DSは2画面機能なため、1画面で情報を見ながら、他画面で回答することができ、個別学習を実現する。2009年、全国の小中高協力校21校で560台のDSと40台のiPod touchを配布し2つのモバイル機器を用いて朝学習、一斉授業、総合学習、テストなどを実践したところ、学習時の集中力が極めて高く、テスト・計算・漢字・英単語において得点が向上した。
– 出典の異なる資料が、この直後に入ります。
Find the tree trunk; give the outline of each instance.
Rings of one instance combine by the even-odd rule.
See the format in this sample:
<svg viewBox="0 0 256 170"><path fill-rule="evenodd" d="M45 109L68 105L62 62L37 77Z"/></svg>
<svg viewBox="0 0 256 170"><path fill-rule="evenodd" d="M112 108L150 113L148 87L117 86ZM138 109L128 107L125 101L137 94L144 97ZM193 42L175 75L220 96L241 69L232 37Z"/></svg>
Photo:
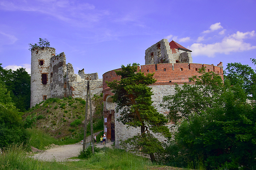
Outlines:
<svg viewBox="0 0 256 170"><path fill-rule="evenodd" d="M154 155L154 153L150 153L149 156L150 156L151 162L152 162L153 163L156 162L156 158L155 158L155 155Z"/></svg>
<svg viewBox="0 0 256 170"><path fill-rule="evenodd" d="M145 126L140 126L140 133L142 134L145 132Z"/></svg>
朝学習での活用により、その日の学習の構えができるなどの好影響も出た。
紙とモバイル機器の学習効果の違いについても脳科学の見地から測定、後者は前者に比べ脳血流が増大しており、短時間の使用が効果的である、との結果も出た。
今後は、ヘルプデスクや導入マニュアルを設置し、モバイル学習を実践する学校などに得られた知見を公開、広く役立てる。
学校現場で見られるICT活用阻害要因の多くが「活用の仕方が分からない」「設置・準備の負担が大きい」ということから、日本視聴覚教育協会は、ICT環境の活用場面や活用意図・効果などを検討し、普通教室で日常的に活用できるICT機器を提示することを目的に、それらを体系化した「デジタル指導案」の開発・蓄積・普及に着手した。
具体的には、普通教室等に設置する大型提示装置を含むICT機器の構成に関して、モデル機器を3パターン設定。ICT機器や映像機器、実物投影機をワンタッチオペレーションで操作できるコントローラを準備し、全国の調査協力校小中校10校に設置した。その検証を通じ、ICTのモデル環境をもとにした「デジタル指導案」を作成した。
パソコンキッズでは、今後も日本学校視聴覚教育連盟加盟団体によるICT活用モデルパターンの開発・データベース追加を進め、さらなる「デジタル指導案」データベースの充実化をめざす考えだ。指導案は「視聴覚機器・教材ガイドブック2011」にまとめられ、各教育委員会へ配布するなどの広報活動も行う。